È uscita nel mese di febbraio del 2025, per i tipi de Le tre torri edizioni (Menfi), la prima pubblicazione di Domenico Ripa che ha per titolo “Lo strano caso dell’Annunciata di Antonello da Messina”, acquistabile presso letretorrishop.it. Non è un romanzo giallo ma una ricerca storica che ricostruisce in maniera puntigliosa la storia del capolavoro di Antonello da Messina, oggi conservato a Palazzo Abatellis di Palermo. Di questa opera, realizzata intorno al 1475 e che comparve in pubblico solo nel 1887, fino ad oggi s’ignorano i suoi primi quattrocento anni di storia; l’autore svela la storia del dipinto nel lungo periodo di tempo antecedente la sua apparizione pubblica.
Non è un romanzo giallo – dicevamo – ma scorre e coinvolge il lettore, pagina dopo pagina, come se lo fosse. Fin dalle prime pagine, infatti, ci ricorda i romanzi di Chiara Montani (ecco svelato il perché della scelta del titolo “Enigma Annunciata” di queste nostre riflessioni sul libro). L’autrice di “Enigma Tiziano” e di altri romanzi che ruotano attorno al modo dell’arte, nel dare forma alle vicende narrative incastona trame immaginarie in contesti storici precisi, intrecciandole agli eventi del tempo e facendo convivere personaggi di fantasia con altri realmente esistiti.
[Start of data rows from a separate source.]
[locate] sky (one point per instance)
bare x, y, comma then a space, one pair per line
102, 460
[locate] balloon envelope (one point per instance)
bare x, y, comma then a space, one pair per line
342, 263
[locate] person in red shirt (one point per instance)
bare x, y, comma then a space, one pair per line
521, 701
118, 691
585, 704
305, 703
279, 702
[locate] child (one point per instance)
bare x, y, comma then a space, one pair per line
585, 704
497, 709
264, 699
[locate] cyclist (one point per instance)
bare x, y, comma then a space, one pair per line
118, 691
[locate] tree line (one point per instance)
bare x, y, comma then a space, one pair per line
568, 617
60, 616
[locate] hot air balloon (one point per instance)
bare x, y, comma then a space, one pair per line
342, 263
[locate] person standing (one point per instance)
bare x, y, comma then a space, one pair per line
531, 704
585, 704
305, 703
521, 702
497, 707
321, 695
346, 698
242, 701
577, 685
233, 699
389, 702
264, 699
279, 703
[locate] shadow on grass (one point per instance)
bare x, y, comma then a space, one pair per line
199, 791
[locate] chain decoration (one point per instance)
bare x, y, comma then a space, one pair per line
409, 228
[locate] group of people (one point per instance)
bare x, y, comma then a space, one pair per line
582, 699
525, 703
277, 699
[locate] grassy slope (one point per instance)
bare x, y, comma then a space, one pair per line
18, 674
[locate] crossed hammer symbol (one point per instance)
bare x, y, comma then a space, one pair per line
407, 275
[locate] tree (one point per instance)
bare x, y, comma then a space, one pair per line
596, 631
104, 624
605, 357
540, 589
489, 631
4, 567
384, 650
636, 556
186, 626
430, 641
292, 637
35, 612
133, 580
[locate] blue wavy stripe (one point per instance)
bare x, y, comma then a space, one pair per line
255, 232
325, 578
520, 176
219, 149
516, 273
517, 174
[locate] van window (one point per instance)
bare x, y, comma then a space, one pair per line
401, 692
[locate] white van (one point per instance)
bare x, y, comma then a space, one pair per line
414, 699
Nel lavoro del Nostro autore, invece, non ci sono personaggi di fantasia né trame immaginarie ma è, invece, la semplice combinazione di una serie ordinata di eventi realmente accaduti. Ripa, come in un puzzle, incastra perfettamente tutti i pezzi mancanti della storia del capolavoro rinascimentale e lo fa con la storia di un altro quadro (che ritiene sia lo stesso), scomparso nel 1777. Infatti, si legge a pag. 159 del libro, “la precedente storia del dipinto, nei suoi primi quattrocento anni di vita, potrebbe essere quella della Madonna delle Campane”, dipinto da Antonello da Messina “per volontà testamentaria del notaio Salvatore Di Noto” e che “stette per almeno 185 anni nella piccola Chiesa di San Pancrazio, ricavata sotto la torre campanaria situata nel Piano Maggiore di Mazara”, spostata successivamente nel Palazzo Vescovile, poi posta davanti l’ingresso del Seminario e, infine, in una edicola sotto i portici. Del dipinto non se ne seppe più nulla. Monsignor Vincenzo Di Giovanni trovò l’antico dipinto che – per farla breve e per invogliarvi a leggere il libro – si portò nella sua abitazione a Salaparuta. Con la sua morte, gli eredi lo donarono al Museo Nazionale di Palermo (che fino al 1954 custodiva anche la collezione d’arte) e oggi esposto a Palazzo Abatellis (divenuto dal 1977 Galleria Regionale della Sicilia). Un libro – quello di Domenico – scritto con uno stile perfetto capace di avvincere il lettore fin dalle prime pagine; un libro sicuramente da leggere per scoprire e conoscere che, le opere d’arte che ammiriamo nei musei, spesso hanno avuto una vita travagliata, sono sopravvissute alle intemperie, alla polvere del tempo, a vicende tortuose e, a volte, finanche alle guerre e che, grazie al sacrificio e alla perseveranza di molte persone sono giunte fino a noi.